In: Computer Science
Write hack assembly language code for
function (declaration)
call (a function)
return (from a function)
// Main code that calls the routine FRED
... // Get desired argument value in D
@RET_A
D=A // Put Return Address in D
@R0
M=D // Store Return Address stored in R0
@FRED
0; JMP // Call FRED
(RET_A)
... // Return value is in D
@END
(END)
0; JMP // Infinite loop to stall simulator
Now we just have to make some modifications to our routine to be consistent with using the scratchpad.
// ==========================================================
// ROTL1
// ----------------------------------------------------------
// Description:
// Rotates the value in the D register left 1 bit
// ----------------------------------------------------------
// Arguments:
// D - value to be rotated
// R0 - Return address
// Return values:
// D - rotated value
// Local variables:
// R1 - data being worked on
// R2 - lsb value to be added to shift to finish rotate
// ----------------------------------------------------------
(ROTL1)
@R2
M=0 // Initialize lsb mask to 0
@R1
D=M // Load data value into memory
@ROTL1_SKIP
D; JGE // Skip the next step if msb is zero
@R2
M=1 // Set lsb to 1 to match msb
(ROTL1_SKIP)
@R1
MD=D+M // Shift data left by 1 (D still has data in it)
@R2
D=D+M // Add in the lsb
@R0 // R0 is NOT the return address
A=M // It is were the return address is stored
0; JMP // Return to calling code
// ==========================================================
Now let's flesh out the "main" code to rotate a value more than one position.
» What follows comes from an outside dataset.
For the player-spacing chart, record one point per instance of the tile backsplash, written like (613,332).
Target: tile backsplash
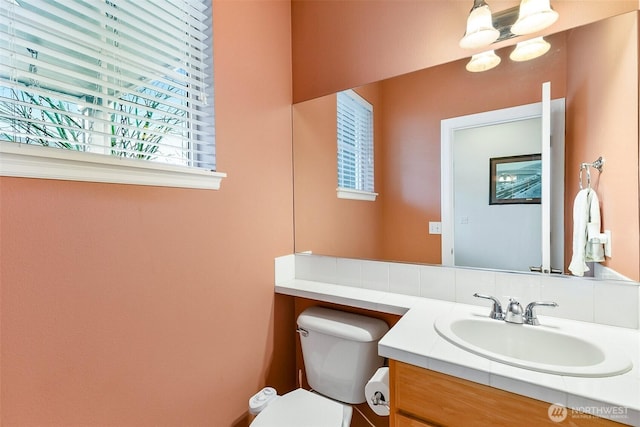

We'll assume that the top level code is using the scratchpad to store its data, which will mean that we will have to save those values to higher memory before calling our routine and then restore them afterwards.
// ==========================================================
// MAIN
// ----------------------------------------------------------
// Description:
// Main code that uses the ROTL1 to rotate a value left
// by an arbitrary amount
// ----------------------------------------------------------
// Arguments:
// R0 - value to be rotated
// R1 - amount to rotate by
// Return values:
// D - rotated value
// ----------------------------------------------------------
(MAIN)
// Set up the memory with some test data
@100 // Value to be rotated
D=A
@R0 // R0 holds the value to be rotated
M=D
@7 // Number of positions to rotate the value
D=A
@R1 // R1 holds the rotate amount
M=D
// Loop to rotate value in R1 the amount in R0
(MAIN_TEST)
@R1
D=M
@MAIN_LOOP_END
D;JLE // Exit loop when shift amount is <=0
// --------------------------------------------------
// Use ROTL1 to rotate value in D left 1 bit
// --------------------------------------------------
// Transfer scratchpad registers to safe area
@R0 // Transfer R0 to R8
D=M
@R8
M=D
@R1 // Transfer R1 to R9
D=M
@R9
M=D
// CALL ROTL1
@RET_A
D=A // Put Return Address in D
@R0
M=D // Store Return Address stored in R0
@R8
D=M // Get desired value in D (from safe store)
@ROTL1
0; JMP // Call ROTL1
(RET_A)
// Plase return value into scratchpad
@R0 // Return value in D goes into R0
M=D
// Restore rest of scratchpad
@R9 // Transfer R9 to R1
D=M
@R1
M=D
// --------------------------------------------------
@R1
MD=M-1 // Decrement rotate amount
@MAIN_TEST
0; JMP
(MAIN_LOOP_END)
@R1
D=M // Final rotated amount is in D
@END
(END)
0; JMP // Infinite loop to stall simulator